Thursday, December 31

Rantings

There was a time in my life when all I thought about was myself. Not that I knew it then. I'm not even sure I fully understand it now. I wasn't consciously self absorbed, but it was there. In the plain old fashion of speaking, I was thinking about someone else. Someone that didn't even exist. But I wanted it to exist so badly because I wanted it to be mine. We have these feelings as children, not quite in the full sense. When I was little, I wanted to be a mermaid. I knew it couldn't happen, but I wanted it to be true. I would go to the public pool with my best friend and swim with my feet stuck together just to see what it would feel like. Then, this imaginary character was implanted in my mind and I felt like the little girl at the pool all over again, taping my ankles together so I would have a tail.
There is some minute level of Godliness in all of this want. I once read that the reason we wanted imaginary things to be true is because in our minds, they are close in likeness to heaven. In our minds, heaven is a place like Narnia without Jadis, or Oz with out the Wicked Witch of the West. Heaven is a place where all our dreams come true. It is earth without poverty and ignorance and corruption. It is our shallow fantasy of a perfect place.
Charles Dickens said it best when he described ignorance. He described it as a scrawny little boy, with Want as a sister. He said to beware them both, but mostly the boy. Ignorance is part of the problem of humanity. We see things like poverty and hunger and AIDs, but turn the TV off because we dont want to think of it. We say it's because it is so horrible, that it makes us sad, but in truth, it is because we are scared little girls and boys hiding under our beds when our parents fight.
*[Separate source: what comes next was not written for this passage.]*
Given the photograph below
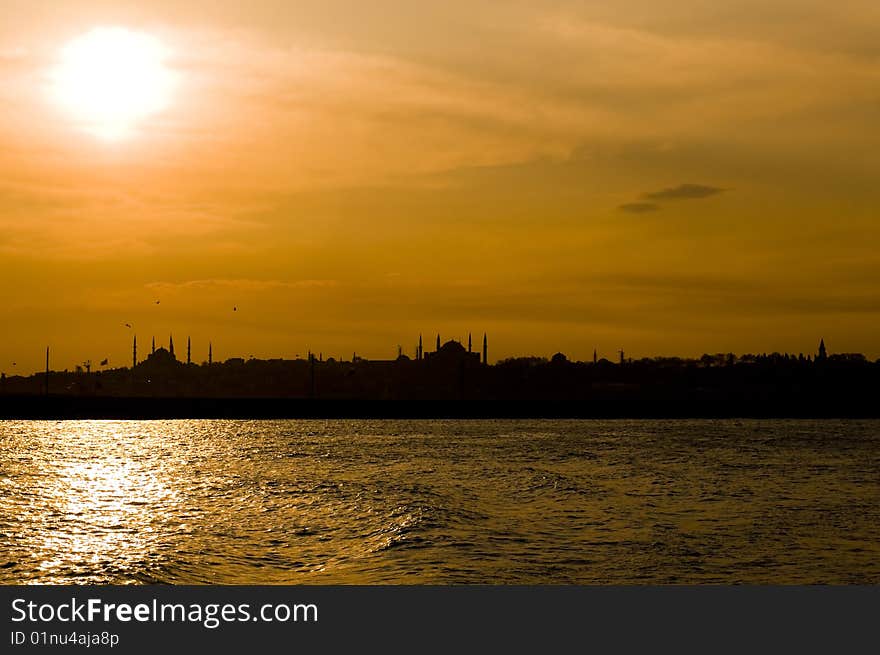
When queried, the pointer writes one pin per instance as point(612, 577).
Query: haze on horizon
point(668, 178)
I'm not sure what made me think about all this. Maybe it's because i'm feeling philosophical. More likely because i'm reading Blue Like Jazz, and it's making me think about this sort of thing, which is something I don't normally like to do. Some of it scares me, some makes me angry, and some I just plain don't understand. I don't like not understanding. If I were a demigod, it would be my fatal flaw. Anyway, hope you don't mind my rantings. And maybe I got you thinking. That wouldn't necessarily be a bad thing.